3. Supportive Knee Pads

If you do a lot of kneeling in your garden (and many of us do), get a superior pair of knee pads. These should not only resist water seepage but provide enough cushion to protect your knees, which can really take a beating over time if left unprotected. Neoprene and other waterproof, flexible, supportive materials will work best for this purpose.

4. A Quality Shovel

Shovels get dull over time. And some just don't start out all that easy to get into the ground, dull or not. Make sure you purchase a shovel that gets positive reviews for penetrating sandy or clay dirt easily and for enough capacity that you will be able to dig up/turn over your area, but not so large that it will be prohibitively heavy when lifted.

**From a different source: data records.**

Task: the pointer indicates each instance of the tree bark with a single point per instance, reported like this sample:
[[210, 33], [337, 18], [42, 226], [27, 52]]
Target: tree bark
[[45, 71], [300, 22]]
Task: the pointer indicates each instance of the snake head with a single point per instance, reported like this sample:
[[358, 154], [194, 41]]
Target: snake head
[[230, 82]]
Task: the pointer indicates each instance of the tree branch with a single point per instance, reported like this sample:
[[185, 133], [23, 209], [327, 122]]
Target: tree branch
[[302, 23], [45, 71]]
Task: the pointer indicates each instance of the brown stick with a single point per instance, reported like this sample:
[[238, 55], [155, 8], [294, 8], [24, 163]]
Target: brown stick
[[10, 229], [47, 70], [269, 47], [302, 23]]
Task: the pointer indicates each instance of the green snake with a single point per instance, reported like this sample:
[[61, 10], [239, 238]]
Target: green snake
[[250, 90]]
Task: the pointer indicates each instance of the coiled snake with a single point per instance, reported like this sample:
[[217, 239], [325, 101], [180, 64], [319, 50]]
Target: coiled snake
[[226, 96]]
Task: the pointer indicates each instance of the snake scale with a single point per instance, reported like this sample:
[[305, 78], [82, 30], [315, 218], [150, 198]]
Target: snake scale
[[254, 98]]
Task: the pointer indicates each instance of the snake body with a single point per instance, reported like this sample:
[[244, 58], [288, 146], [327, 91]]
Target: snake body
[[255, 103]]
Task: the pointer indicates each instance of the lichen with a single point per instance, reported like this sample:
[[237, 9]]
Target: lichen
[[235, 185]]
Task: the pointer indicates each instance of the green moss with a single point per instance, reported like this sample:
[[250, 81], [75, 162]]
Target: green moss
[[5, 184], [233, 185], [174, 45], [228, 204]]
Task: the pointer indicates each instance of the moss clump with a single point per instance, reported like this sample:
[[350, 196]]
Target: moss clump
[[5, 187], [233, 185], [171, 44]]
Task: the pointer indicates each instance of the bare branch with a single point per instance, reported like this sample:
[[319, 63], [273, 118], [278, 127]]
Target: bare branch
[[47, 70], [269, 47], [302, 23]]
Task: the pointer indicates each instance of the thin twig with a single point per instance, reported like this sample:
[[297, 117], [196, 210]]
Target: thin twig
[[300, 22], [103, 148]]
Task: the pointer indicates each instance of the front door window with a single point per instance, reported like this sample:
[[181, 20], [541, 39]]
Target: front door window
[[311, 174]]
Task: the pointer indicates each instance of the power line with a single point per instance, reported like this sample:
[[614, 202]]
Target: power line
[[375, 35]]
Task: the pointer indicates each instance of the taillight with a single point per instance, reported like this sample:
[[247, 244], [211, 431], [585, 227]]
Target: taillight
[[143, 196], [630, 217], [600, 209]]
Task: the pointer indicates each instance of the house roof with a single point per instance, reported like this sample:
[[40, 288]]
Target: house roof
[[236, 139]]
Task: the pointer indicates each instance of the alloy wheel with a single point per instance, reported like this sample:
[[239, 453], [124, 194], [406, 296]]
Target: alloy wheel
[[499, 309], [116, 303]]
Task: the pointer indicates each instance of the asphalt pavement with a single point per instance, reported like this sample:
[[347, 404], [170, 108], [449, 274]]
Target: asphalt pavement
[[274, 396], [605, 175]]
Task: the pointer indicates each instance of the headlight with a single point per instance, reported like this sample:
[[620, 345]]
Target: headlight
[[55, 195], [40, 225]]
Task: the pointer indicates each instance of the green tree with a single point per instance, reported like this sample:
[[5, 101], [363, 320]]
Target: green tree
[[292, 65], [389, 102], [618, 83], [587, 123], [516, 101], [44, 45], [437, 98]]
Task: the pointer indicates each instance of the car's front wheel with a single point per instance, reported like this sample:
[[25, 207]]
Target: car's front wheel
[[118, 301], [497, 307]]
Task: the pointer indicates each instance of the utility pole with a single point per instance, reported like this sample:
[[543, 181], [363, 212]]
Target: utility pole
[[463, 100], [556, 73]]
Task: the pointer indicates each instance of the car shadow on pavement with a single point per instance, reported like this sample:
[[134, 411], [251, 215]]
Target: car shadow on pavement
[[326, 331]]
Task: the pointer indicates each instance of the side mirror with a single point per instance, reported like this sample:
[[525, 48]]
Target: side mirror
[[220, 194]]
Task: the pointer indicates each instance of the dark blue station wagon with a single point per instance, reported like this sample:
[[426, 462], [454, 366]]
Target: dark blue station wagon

5. At Least One Compact Garden Hose

If you don't have a sprinkler or underground watering system, invest in a quality retractable or compact garden hose. The steps you'll save in wrapping up a difficult hose that's prone to kinking will really add up over time. We recommend this to any garden grower and any size garden; you never know when a particular crop, group or even individual flower/bush/veggie planting will need a bit more moisture.

6. A Lightweight Trimmer

Try cordless if you'll be trimming only for short periods. Big, unwieldy trimmers can make your gardening more chore than pleasure. Go for a lightweight trimmer and try rechargable if you don't like cords (many of us don't).

Garden Tool Tips

  • Take stock of your garden tool situation NOW (yes, mid-winter) even if you don't plan on actively gardening until spring has fully sprung. You don't want to feel pushed into making a quick purchase. Give yourself this time to check out your options and reviews on products, then having them shipped to you (or picking them up in-store).
  • Clean and oil tools that have been sitting in your shed over the winter. They've probably been exposed to moisture, and critter "visitors" may have left unwanted gifts in the vicinity. 
  • Think about the tools you wished you had last season - or consider what was comfortable, what wasn't, and how you'd like gardening to be easier or more productive. Then gear this year's tool purchases (or givaways to friends) accordingly.
  • Make sure any garden tools you purchase come with a guarantee or warranty. Reading reviews will be helpful in this regard, too. Are other customers satisfied? Ask questions and make sure you're making the perfect for you, your needs, and your garden plans.